EX-5 6 dex5.htm OPINION AND CONSENT OF JANET L. BURAK Opinion and consent of Janet L. Burak

Exhibit 5

 

April 4, 2005

 

HSBC USA Inc.

452 Fifth Avenue

New York, New York 10018

 

Re:

   HSBC USA Inc. Registration Statement on Form S-3 (No. 333-42421), for up to $1,125,000,000 of Senior Debt Securities, Subordinated Debt Securities, Junior Subordinated Debentures, Preferred Stock and Guarantees of Trust Preferred Securities, or any combination of the foregoing.

 

Ladies and Gentlemen:

 

As Senior Executive Vice President, General Counsel & Secretary of HSBC USA Inc., a Maryland corporation (“HSBC”), I am generally familiar with (i) the proceedings in connection with HSBC’s Registration Statement on Form S-3, No. 333-42421 (the “Registration Statement”), in which up to $1,125,000,000 aggregate principal amount of Senior Debt Securities, Subordinated Debt Securities, Junior Subordinated Debentures, Preferred Stock and Guarantees of Trust Preferred Securities, or any combination of the foregoing, of HSBC were registered, and (ii) the offering and sale of up to 20,700,000 shares of Floating Rate Non-Cumulative Preferred Stock, Series F, without par value ($25 stated value per share) (the “Preferred Shares”) under the Registration Statement, as described in HSBC’s Prospectus Supplement dated March 30, 2005 to the Prospectus dated April 24, 2002. The Preferred Shares are being issued pursuant to Articles Supplementary to HSBC’s Articles of Incorporation, dated March 30, 2005 (the “Articles Supplementary”).

 

I have examined, or caused to be examined, the Articles Supplementary, the Underwriting Agreement, dated as of March 30, 2005, by and among HSBC and HSBC Securities (USA) Inc., as Representative of the several underwriters named therein, and such other documents and records pertaining to HSBC and the Preferred Shares as I have considered necessary or appropriate as a basis for the opinions set forth herein.
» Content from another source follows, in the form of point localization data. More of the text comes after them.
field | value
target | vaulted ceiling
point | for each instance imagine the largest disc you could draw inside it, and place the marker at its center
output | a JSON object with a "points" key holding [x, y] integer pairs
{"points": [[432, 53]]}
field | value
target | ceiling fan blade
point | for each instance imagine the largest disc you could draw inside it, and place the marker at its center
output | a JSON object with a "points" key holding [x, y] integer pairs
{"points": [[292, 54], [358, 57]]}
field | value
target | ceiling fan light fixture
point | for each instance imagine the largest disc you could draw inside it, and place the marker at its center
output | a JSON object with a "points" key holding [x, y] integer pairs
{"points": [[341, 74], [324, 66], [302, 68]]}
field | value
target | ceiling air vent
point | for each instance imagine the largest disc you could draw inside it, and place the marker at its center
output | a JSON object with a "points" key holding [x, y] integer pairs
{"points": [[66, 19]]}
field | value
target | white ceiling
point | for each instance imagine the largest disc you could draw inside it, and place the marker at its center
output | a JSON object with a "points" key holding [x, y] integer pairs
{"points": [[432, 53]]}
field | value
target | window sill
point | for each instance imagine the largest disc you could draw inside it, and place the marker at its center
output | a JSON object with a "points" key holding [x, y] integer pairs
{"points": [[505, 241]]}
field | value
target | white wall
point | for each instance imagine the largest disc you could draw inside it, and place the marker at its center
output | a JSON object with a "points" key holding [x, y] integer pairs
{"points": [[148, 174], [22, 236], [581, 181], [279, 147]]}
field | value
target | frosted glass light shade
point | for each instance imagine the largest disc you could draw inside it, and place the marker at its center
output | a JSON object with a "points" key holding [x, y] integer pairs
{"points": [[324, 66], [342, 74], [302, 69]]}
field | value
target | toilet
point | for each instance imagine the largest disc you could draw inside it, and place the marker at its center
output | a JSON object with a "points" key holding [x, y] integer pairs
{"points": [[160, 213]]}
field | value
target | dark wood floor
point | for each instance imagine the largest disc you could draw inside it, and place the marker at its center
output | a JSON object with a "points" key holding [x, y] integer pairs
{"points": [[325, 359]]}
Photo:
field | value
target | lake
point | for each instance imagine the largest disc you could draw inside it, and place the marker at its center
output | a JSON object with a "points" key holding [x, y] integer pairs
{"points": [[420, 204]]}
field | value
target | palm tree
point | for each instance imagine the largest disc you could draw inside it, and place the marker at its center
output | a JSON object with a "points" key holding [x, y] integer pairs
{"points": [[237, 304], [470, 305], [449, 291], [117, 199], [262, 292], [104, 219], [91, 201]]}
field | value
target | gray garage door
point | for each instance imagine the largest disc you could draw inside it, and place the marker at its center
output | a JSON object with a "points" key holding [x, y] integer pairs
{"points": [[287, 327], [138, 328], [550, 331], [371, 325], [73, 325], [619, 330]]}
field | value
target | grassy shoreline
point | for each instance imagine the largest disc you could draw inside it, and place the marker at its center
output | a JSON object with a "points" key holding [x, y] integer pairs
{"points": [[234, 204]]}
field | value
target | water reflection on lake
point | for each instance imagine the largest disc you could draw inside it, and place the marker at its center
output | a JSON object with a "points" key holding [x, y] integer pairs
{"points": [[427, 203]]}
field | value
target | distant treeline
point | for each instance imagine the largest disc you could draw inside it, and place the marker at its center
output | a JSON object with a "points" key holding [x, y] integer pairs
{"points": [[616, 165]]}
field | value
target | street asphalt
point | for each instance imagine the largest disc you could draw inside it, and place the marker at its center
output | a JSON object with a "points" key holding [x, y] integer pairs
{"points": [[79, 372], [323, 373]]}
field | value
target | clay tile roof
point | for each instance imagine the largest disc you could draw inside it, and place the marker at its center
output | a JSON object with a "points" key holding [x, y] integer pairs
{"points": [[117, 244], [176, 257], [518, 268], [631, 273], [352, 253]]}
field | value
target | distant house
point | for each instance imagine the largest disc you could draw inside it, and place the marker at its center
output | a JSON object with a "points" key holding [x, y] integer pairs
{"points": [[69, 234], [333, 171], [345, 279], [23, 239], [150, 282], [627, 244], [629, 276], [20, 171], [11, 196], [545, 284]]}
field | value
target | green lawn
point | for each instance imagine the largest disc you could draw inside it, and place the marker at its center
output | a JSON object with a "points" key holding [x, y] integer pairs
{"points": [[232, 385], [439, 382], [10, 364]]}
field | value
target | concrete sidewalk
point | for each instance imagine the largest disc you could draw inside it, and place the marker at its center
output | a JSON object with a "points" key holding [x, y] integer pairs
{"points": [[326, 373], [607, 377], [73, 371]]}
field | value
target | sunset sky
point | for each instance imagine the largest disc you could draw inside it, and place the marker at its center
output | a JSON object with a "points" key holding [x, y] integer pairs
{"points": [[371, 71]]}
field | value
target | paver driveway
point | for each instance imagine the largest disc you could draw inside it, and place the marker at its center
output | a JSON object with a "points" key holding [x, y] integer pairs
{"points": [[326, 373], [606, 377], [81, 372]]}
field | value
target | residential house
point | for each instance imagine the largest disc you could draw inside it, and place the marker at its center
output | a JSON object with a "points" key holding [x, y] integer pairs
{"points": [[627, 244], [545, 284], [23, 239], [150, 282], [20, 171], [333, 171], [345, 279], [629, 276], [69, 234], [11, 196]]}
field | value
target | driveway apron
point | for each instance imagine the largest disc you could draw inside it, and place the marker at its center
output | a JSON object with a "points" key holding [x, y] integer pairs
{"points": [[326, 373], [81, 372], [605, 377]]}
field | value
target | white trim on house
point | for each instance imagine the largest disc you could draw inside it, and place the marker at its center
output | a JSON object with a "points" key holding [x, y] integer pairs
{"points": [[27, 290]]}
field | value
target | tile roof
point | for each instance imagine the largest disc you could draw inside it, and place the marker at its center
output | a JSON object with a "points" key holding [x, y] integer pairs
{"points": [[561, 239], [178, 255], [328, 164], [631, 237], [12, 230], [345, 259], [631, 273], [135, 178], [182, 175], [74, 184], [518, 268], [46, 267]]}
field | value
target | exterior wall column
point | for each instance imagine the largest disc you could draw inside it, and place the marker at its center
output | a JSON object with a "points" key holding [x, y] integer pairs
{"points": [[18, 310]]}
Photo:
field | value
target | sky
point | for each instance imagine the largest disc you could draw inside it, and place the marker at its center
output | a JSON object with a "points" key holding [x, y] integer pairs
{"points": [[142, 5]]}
Based upon my review of the records and documents of HSBC, I am of the opinion that:

 

  1. HSBC is a corporation duly incorporated and validly existing under the laws of the State of Maryland.

 

  2. Assuming the due authorization, execution and delivery of the Underwriting Agreement by the Underwriters, and the delivery of the Underwriting


April 1, 2005

Page 2

 

Agreement by HSBC, when the Preferred Shares are issued and delivered against payment therefor pursuant to terms and provisions of the Underwriting Agreement, the Preferred Shares will be validly issued, fully paid and non-assessable, except as enforcement of the provisions thereof may be limited by bankruptcy, insolvency, reorganization or other laws relating to or affecting the enforcement of creditors’ rights or by general principles of equity (regardless of whether such enforceability is considered in a proceeding in equity or at law).

 

I hereby consent to the filing of this opinion as an exhibit to the Registration Statement and to the reference to me under the heading “Legal Matters,” or any similar caption, in any preliminary prospectus, prospectus or prospectus supplement forming a part of the Registration Statement. In giving said consent, I do not admit that I am in the category of persons where consent is required under Section 7 of the Act or the rules and regulations of the Securities and Exchange Commission thereunder.